## What's the best way to solve an equation in this example?

### Mohamed Abdeldayem (view profile)

on 18 Jul 2019
Latest activity Edited by Peter Jarosi

on 18 Jul 2019

### Star Strider (view profile)

I have a group of anonuyms functions that all depend on one missing varaible
This is my code:
A = @(D) pi/4*D^2;
V = @(D) Q/A(D)
Re = @(D) (rho_10*V(D)*D)/mu;
f = @(D) ffactor(Re(D), e/D);
dH = @(D) (f(D) * L/D + K)*((V(D)^2)/2) ;
% D^3 = (Q/n*Q`)^1/3
RPM = linspace(900,1800,100)/60;
Hp = (Hbep/Hc).*RPM.^2.*DD.^2;
dd(100) = 0; d_guess = 6/12;
for i=1:100
F=@(D) (H2-H0+dH(D)) - Hp(i);
dd(i) = fzero(F,d_guess);
d_guess = dd(i); %feet
end
fzero here is being used to find the value of D. My issue is fzero requires an initial value, x0 (d_guess = 6/12 in this was used). I would like to make this a function that would not require an intial value to evaluate. How would I do this?

R2019a

### Star Strider (view profile)

on 18 Jul 2019

Try this:
myFZERO = @(F) fzero(F, 10); % Hard-Coded Initial Estimate
a = @(x) x.^2-5; % Test Function
dd = myFZERO(a) % Test Result
producing (here):
dd =
2.2361

Mohamed Abdeldayem

### Mohamed Abdeldayem (view profile)

on 18 Jul 2019
Not really sure what is the purpose of this. I am trying to avoid using fzero because the way I want to make my function is I would call it and it should be able to find D without having to input an initial estimate for it.

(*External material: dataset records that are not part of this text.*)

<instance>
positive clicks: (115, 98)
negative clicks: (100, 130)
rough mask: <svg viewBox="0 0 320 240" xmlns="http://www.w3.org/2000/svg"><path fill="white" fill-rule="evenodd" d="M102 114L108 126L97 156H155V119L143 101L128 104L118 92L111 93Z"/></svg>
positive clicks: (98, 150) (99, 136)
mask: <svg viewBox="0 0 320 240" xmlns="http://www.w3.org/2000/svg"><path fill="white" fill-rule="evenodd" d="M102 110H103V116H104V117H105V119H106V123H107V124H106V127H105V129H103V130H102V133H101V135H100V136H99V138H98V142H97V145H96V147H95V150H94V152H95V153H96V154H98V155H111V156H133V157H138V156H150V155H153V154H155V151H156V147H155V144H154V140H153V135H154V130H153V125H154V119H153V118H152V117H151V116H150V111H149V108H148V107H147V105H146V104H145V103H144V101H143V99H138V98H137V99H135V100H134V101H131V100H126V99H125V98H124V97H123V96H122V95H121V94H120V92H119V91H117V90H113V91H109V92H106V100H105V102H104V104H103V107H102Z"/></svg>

Is there a way to use fzero without giving it an estimiate?
Star Strider

### Star Strider (view profile)

on 18 Jul 2019
‘Not really sure what is the purpose of this.
It uses a default initial estimate, so you don’t have to specifically provide one when you call it.
‘Is there a way to use fzero without giving it an estimiate?
No.
That is also true for every solver I am aware of.
Peter Jarosi

### Peter Jarosi (view profile)

on 18 Jul 2019
‘Is there a way to use fzero without giving it an estimiate?
'No.'
'That is also true for every solver I am aware of.'
I totally agree with your answer 'No'. It's not just because of the solver. Having a nonlinear equation system there is most likely a chance for multiple solutions. For instance, consider x^2 - 4 = 0. That's why nonlinear solver needs initial value in order to get the 'nearest' solution to it. Only linear equation system doesn't need initial value (and some special cases of nonlinear systems but this is advanced math.)